A novel design of an mRNA vaccine against ovarian cancer using immunoinformatics-driven methodology: an in silico framework
摘要
Ovarian cancer is a deadly and complex disease associated with poor survival rates in women. Attempts to treat ovarian cancer and existing chemotherapies cause serious side effects, develop drug resistance to treatment, and are insufficient for complete recovery. Therefore, advanced approach is needed to increase the specific immune response by targeting cancer cells that could mediate long-term immunity. In this study, a multi-epitope mRNA vaccine was designed by determining T cell and MHC-binding antigenic epitopes of overexpressed cell surface proteins in ovarian cancer using immunoinformatics methods. For the design of mRNA vaccine, identified epitopes, 5′ cap, UTR regions, Kozak sequence, poly(A) tail, linkers and GM-CSF as genetic adjuvant were constructed into the mRNA construct. The antigenicity, allergenicity, toxicity, solubility, and physicochemical properties of the designed vaccine were predicted using bioinformatics tools. Secondary structure prediction and tertiary structure modeling of the vaccine candidate were carried out. Molecular docking was performed to evaluate the binding affinity and stability of MHC receptors and translated protein from mRNA vaccine. Finally, in silico simulation of the immune response after the vaccine immunization was conducted. The results showed that this novel vaccine is highly antigenic, non-toxic, non-allergenic, and has a good stability profile.
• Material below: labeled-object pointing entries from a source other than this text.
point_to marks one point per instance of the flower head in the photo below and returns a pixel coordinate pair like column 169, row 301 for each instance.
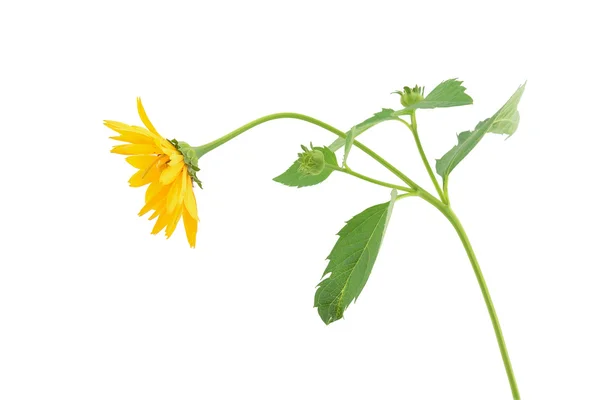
column 410, row 96
column 168, row 166
column 311, row 161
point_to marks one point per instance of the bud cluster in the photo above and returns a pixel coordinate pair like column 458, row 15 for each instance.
column 411, row 96
column 312, row 162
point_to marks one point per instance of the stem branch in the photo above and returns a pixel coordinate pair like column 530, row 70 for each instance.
column 202, row 150
column 449, row 214
column 372, row 180
column 413, row 129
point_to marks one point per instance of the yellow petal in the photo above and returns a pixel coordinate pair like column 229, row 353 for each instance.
column 124, row 129
column 144, row 117
column 174, row 197
column 150, row 205
column 144, row 177
column 174, row 219
column 171, row 172
column 134, row 149
column 189, row 199
column 175, row 158
column 134, row 138
column 161, row 222
column 191, row 228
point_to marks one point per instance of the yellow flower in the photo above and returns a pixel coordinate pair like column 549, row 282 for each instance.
column 161, row 164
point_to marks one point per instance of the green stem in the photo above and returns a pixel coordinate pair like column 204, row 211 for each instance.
column 202, row 150
column 413, row 128
column 449, row 214
column 372, row 180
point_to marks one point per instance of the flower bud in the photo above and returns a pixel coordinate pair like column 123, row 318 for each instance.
column 312, row 162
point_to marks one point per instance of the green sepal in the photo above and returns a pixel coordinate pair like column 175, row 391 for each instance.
column 351, row 260
column 190, row 158
column 295, row 178
column 504, row 121
column 449, row 93
column 348, row 145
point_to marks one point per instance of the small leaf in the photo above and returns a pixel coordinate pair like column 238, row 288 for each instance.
column 349, row 140
column 293, row 176
column 351, row 260
column 505, row 121
column 449, row 93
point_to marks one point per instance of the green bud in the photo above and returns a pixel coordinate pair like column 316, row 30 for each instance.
column 410, row 96
column 312, row 162
column 190, row 158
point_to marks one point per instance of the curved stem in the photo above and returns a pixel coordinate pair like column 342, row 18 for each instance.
column 413, row 129
column 202, row 150
column 446, row 191
column 372, row 180
column 449, row 214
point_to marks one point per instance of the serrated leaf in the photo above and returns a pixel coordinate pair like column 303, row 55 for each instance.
column 349, row 140
column 351, row 260
column 449, row 93
column 296, row 179
column 505, row 121
column 293, row 177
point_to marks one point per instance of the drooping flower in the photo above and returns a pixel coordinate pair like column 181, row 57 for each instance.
column 168, row 166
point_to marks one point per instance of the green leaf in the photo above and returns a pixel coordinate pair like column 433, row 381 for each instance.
column 505, row 121
column 293, row 177
column 351, row 260
column 449, row 93
column 349, row 140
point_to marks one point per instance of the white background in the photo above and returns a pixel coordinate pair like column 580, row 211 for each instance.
column 94, row 307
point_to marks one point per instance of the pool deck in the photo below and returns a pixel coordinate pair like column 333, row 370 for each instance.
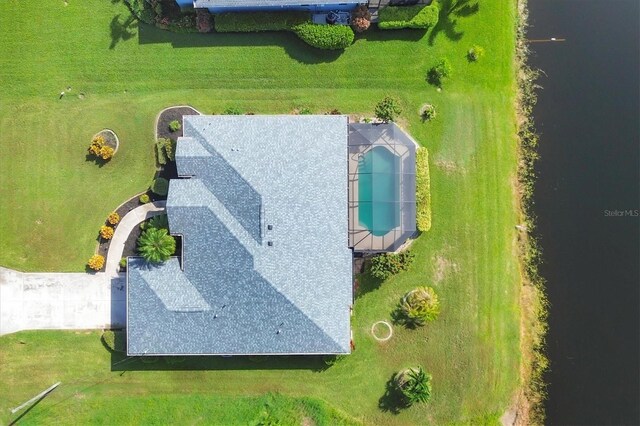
column 360, row 238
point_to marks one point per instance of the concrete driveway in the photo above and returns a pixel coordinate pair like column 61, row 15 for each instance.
column 31, row 301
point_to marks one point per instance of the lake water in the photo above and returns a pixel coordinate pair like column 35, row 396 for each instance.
column 587, row 201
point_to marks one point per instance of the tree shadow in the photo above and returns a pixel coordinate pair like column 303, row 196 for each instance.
column 122, row 30
column 392, row 401
column 447, row 22
column 293, row 46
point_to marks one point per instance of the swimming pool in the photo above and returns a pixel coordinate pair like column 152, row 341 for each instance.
column 378, row 191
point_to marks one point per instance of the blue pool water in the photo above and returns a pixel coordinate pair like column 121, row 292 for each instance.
column 378, row 207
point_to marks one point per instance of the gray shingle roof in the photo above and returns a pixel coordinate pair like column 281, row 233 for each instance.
column 263, row 3
column 237, row 294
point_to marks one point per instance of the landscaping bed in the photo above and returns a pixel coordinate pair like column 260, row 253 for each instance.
column 130, row 204
column 169, row 115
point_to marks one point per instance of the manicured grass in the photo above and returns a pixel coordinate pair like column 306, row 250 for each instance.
column 53, row 202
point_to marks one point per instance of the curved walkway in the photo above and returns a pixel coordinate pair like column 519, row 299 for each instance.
column 124, row 228
column 32, row 301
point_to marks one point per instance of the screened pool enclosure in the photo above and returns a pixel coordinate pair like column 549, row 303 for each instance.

In addition, immune response simulations have revealed that the vaccine has the potential to induce a strong immune response by increasing T cells and antigen-presenting cell populations for 30 days. Collectively, the proposed immunoinformatics workflow reflects a systems biology-focused perspective, integrating epitope selection using omics data and immune response predictions across multiple biological layers. Thus, an interaction network approach focused on the integration of molecular and immunological layers for translational interpretation has resulted in a novel vaccine design. The mRNA vaccine is a promising vaccine candidate against ovarian cancer but needs to be extensively investigated in future preclinical and clinical studies.